As I stood on the front steps of this temple, I saw this (which is also where I had just been to drop off #2 and #3 Messmakers, a short ten-minute drive away):
From that same spot, I saw this:


On a clearer day, I most likely could have seen this:

And about a 25 minute drive away, just around the bend in the mountains, I knew this temple stood:

When I walked out of my garage this morning, I looked across the valley and saw this:

Within an hours drive from my home, I can attend one of eight temples. In my state there are 13 operating temples (well, come Monday).

At the temple dedication, BJ's dad spoke about families in Mongolia, who in order to receive the blessings of the temple, sell literally every one of their earthly possessions, and travel by train for three days (and this is no Amtrax, people) to receive their endowments and be sealed as a family for time and all eternity in the Hong Kong temple. Add the three-day train trip home, this family has traveled by train for one full week and sacrificed everything they own to attend the temple. It takes me 10 minutes to drive to the closest temple. And talk about a temple district: the Hong Kong temple serves half the population of the world. Our temple district serves the population of one small county in one small state in the U.S.

As I took a painfully honest look back at my temple attendance over the last 11 years of my life, I was not exactly thrilled. We have not been horrible in our attendance, but it sure wasn't a track record I'd be comfortable presenting to my Heavenly Father and Jesus Christ, given my amazing access to temples here.

How many people do we know who, while living in the shadow of the temple, have chosen to walk away from those covenants? And do you think that family who sacrificed everything they had and spent an entire week just to go to the temple once would ever dream of betraying those covenants after those sacrifices had been made?

IT OCCURS TO ME THAT (wow, this had better be good, I'm using all caps here) the things that matter the most to us in life are the things that we have sacrificed the most for. Maybe when things are just a bit too easy, we end of taking them for granted. Perhaps if we really had to sacrifice for what we believed, it would mean that much more to us. Perhaps.

Maybe if I had to run away from a mob with my three children, leaving my house and everything in it behind, just because I believed in a book; or maybe if my entire family treated me as if I were dead, or even tried to have me killed, because I listened to two white, Christian missionaries from some strange church; or maybe if I poured my own actual blood, sweat and tears into building a temple so that one day my great-great-great grandchildren could pass by six temples in the course of a day . . . maybe I'd make that temple an absolute center point in my life.
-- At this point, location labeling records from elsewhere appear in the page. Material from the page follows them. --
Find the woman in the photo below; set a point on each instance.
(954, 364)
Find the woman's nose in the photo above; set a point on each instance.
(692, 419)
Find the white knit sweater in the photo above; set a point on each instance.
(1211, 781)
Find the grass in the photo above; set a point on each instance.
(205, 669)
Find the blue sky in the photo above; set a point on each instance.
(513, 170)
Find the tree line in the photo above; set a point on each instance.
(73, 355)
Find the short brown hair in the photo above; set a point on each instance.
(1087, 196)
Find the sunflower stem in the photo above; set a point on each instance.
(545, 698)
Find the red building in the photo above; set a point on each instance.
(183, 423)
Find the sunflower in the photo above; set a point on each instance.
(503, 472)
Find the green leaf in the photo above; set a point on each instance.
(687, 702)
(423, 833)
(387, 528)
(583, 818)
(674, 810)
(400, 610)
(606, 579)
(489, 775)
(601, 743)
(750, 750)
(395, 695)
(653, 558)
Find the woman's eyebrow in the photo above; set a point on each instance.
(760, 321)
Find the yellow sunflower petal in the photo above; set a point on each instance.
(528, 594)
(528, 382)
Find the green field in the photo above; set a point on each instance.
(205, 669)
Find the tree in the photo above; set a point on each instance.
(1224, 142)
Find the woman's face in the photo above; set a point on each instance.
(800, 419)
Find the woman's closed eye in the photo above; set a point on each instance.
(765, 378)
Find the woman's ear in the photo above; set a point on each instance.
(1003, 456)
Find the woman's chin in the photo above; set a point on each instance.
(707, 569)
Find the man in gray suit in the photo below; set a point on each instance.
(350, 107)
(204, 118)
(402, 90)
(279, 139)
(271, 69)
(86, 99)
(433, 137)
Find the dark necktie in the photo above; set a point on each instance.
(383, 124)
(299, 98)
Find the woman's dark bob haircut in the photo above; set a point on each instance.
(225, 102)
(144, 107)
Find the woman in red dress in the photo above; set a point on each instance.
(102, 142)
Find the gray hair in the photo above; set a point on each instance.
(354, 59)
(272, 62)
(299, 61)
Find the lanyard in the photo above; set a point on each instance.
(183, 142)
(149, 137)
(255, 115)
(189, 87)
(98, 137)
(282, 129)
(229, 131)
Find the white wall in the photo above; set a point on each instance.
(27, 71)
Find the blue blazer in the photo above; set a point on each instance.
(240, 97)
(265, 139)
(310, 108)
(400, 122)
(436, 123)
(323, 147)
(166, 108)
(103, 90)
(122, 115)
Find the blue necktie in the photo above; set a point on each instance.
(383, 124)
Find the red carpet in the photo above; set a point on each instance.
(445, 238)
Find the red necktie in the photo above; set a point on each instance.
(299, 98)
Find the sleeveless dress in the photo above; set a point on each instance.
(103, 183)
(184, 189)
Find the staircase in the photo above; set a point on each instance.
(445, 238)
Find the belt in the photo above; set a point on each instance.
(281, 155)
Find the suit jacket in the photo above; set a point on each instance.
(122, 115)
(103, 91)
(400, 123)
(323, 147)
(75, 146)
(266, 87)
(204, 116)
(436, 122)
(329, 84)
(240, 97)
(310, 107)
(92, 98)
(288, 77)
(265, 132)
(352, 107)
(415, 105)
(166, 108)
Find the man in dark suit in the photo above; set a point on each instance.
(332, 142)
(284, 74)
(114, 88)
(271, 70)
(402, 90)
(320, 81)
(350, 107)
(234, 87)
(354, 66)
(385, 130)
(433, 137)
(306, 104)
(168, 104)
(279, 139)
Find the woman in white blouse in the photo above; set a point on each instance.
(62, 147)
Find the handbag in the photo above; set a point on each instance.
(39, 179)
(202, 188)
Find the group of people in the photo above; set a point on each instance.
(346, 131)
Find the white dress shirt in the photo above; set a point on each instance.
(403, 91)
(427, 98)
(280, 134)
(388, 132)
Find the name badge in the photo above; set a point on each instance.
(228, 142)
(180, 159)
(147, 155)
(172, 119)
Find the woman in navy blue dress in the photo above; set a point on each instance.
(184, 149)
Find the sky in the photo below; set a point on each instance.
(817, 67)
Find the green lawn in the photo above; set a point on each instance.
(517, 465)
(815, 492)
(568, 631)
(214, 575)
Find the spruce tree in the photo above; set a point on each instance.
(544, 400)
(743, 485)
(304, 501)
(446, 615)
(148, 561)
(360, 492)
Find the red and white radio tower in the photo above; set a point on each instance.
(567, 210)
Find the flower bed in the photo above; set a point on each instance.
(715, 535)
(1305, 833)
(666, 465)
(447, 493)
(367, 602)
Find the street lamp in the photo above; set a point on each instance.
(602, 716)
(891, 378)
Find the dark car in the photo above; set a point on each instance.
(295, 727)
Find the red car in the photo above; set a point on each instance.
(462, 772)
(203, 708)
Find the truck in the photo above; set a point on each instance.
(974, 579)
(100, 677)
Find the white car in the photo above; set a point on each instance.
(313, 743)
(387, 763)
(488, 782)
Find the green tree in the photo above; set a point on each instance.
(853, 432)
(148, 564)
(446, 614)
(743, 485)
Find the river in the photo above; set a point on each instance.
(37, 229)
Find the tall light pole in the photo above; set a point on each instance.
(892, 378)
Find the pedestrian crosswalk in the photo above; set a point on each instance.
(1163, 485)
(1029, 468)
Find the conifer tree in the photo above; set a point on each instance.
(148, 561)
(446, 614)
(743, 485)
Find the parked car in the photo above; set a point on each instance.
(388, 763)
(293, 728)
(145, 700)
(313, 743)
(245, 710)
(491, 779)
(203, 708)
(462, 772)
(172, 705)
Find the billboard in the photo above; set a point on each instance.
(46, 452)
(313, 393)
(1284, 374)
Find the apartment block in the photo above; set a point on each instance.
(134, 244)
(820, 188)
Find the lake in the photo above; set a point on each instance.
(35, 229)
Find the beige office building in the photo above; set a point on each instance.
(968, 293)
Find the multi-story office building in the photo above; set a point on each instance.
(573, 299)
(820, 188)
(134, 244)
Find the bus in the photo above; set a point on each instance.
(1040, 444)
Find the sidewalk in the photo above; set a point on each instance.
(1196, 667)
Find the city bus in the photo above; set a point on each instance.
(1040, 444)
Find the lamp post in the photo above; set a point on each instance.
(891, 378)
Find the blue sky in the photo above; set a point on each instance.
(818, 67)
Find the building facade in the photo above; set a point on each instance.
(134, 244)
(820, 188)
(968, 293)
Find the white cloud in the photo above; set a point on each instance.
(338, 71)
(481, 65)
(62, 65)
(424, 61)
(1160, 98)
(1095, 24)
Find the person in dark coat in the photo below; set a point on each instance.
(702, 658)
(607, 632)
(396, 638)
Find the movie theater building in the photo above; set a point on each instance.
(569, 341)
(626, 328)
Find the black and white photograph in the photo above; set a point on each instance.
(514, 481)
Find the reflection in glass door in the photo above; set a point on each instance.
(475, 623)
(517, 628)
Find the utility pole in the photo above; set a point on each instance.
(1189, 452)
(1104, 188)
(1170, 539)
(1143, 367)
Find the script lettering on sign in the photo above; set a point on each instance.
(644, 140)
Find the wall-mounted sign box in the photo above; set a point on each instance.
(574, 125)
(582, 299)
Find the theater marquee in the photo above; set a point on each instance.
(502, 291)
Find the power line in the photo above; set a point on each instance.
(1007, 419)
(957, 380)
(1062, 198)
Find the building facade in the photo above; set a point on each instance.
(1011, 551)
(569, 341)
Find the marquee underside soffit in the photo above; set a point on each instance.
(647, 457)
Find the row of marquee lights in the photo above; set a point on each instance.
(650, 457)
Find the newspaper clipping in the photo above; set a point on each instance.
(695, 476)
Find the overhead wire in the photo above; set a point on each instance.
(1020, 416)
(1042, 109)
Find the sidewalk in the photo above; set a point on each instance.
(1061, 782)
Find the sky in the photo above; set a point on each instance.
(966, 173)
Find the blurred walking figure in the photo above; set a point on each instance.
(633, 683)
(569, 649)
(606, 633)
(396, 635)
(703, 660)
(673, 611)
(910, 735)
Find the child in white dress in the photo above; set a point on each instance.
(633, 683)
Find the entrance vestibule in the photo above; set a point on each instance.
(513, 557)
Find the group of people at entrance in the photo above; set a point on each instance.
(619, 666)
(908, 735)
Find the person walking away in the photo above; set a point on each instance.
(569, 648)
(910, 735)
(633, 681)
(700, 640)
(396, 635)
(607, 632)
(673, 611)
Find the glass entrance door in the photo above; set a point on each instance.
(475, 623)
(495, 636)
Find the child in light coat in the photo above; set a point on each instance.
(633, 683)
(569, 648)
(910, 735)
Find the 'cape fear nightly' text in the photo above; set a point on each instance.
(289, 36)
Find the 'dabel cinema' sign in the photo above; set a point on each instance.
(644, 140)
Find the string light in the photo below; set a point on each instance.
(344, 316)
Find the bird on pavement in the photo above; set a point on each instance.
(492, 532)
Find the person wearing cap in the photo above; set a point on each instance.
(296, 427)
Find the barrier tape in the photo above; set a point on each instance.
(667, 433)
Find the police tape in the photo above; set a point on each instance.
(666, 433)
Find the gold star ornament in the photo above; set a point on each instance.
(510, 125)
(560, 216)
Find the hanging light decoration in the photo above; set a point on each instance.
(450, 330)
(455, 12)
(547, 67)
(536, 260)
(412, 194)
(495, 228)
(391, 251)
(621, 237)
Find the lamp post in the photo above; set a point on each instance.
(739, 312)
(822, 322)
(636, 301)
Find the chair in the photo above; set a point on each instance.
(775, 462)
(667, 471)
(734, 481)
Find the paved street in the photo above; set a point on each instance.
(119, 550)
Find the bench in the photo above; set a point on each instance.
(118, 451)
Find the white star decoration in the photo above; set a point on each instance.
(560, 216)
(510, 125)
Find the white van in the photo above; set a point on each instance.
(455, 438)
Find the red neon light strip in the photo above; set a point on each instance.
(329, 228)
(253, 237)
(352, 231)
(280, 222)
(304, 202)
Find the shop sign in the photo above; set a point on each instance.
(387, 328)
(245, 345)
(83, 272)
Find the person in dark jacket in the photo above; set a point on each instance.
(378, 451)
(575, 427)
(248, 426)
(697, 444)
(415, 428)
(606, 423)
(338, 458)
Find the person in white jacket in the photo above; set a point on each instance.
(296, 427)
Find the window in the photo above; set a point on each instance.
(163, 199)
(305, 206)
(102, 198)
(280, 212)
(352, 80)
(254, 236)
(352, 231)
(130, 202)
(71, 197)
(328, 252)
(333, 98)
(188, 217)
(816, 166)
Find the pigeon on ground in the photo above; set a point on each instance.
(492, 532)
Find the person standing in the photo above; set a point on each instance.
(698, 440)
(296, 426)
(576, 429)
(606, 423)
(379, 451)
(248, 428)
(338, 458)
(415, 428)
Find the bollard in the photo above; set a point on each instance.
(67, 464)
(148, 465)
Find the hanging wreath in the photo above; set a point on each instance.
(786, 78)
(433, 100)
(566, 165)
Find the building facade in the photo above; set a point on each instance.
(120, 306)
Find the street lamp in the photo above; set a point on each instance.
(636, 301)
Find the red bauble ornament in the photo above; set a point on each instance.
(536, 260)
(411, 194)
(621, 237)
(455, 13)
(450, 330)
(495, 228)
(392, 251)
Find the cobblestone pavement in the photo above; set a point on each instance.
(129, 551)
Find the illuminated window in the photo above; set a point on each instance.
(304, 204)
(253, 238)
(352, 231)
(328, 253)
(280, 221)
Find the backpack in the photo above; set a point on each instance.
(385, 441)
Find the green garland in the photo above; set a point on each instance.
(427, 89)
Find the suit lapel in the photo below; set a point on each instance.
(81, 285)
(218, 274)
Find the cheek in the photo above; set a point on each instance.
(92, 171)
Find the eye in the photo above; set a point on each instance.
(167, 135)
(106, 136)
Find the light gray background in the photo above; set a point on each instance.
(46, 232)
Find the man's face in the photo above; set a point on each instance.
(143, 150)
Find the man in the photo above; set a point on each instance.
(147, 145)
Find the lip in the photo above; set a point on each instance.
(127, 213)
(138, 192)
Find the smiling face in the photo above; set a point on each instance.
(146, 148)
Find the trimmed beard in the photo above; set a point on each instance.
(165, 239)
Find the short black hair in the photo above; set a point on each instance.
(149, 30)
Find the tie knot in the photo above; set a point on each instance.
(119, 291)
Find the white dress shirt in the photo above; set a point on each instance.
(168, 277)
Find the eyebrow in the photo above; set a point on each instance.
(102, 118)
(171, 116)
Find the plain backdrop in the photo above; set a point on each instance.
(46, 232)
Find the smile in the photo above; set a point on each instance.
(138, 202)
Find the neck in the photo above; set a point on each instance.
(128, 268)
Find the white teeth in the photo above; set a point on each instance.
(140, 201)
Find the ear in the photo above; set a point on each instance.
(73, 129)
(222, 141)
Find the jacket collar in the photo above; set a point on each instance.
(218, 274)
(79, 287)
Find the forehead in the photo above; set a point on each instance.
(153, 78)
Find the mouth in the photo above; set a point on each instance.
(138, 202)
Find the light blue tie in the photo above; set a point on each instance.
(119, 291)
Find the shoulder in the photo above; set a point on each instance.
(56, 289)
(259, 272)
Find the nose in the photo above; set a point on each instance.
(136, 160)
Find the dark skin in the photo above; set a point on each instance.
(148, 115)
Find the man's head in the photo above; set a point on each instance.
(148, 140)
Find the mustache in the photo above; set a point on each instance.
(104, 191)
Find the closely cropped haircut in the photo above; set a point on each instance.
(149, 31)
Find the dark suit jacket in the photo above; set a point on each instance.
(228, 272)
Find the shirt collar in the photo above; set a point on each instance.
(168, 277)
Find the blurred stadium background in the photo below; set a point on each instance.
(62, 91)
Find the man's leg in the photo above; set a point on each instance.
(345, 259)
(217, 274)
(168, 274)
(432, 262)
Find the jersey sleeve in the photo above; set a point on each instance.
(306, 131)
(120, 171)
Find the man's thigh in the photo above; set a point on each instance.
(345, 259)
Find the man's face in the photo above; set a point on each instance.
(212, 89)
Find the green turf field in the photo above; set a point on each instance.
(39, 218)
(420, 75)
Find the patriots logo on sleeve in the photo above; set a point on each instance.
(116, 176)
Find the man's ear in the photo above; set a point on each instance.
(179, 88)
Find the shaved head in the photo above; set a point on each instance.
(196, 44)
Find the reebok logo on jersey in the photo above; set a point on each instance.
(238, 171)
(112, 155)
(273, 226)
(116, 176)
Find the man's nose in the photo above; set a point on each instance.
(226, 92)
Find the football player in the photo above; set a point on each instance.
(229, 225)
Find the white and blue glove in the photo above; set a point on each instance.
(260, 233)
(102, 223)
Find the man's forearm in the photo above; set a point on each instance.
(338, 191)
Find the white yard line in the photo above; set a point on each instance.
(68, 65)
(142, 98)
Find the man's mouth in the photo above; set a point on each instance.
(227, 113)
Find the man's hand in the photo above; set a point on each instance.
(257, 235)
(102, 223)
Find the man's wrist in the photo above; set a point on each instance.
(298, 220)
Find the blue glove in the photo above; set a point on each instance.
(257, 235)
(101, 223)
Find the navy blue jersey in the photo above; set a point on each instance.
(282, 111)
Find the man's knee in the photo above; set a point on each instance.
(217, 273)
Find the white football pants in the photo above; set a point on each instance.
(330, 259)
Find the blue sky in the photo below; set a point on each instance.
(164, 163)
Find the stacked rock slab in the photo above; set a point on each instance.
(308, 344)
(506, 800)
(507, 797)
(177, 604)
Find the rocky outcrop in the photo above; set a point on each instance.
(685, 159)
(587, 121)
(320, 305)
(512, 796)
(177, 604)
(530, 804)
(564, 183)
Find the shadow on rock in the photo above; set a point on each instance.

Maybe.

So, next time you're weeding or scrubbing your house or exercising or any one of those tasks where you distract yourself by letting your mind wander, think about what really means the most to you in your life, and the sacrifices you make every day that make those things so important to you.

Saturday, August 8, 2009

11 Years Down, Eternity to Go!

It truly does seem like yesterday, even though this picture screams otherwise.

Happy Anniversary, Honey. I love you!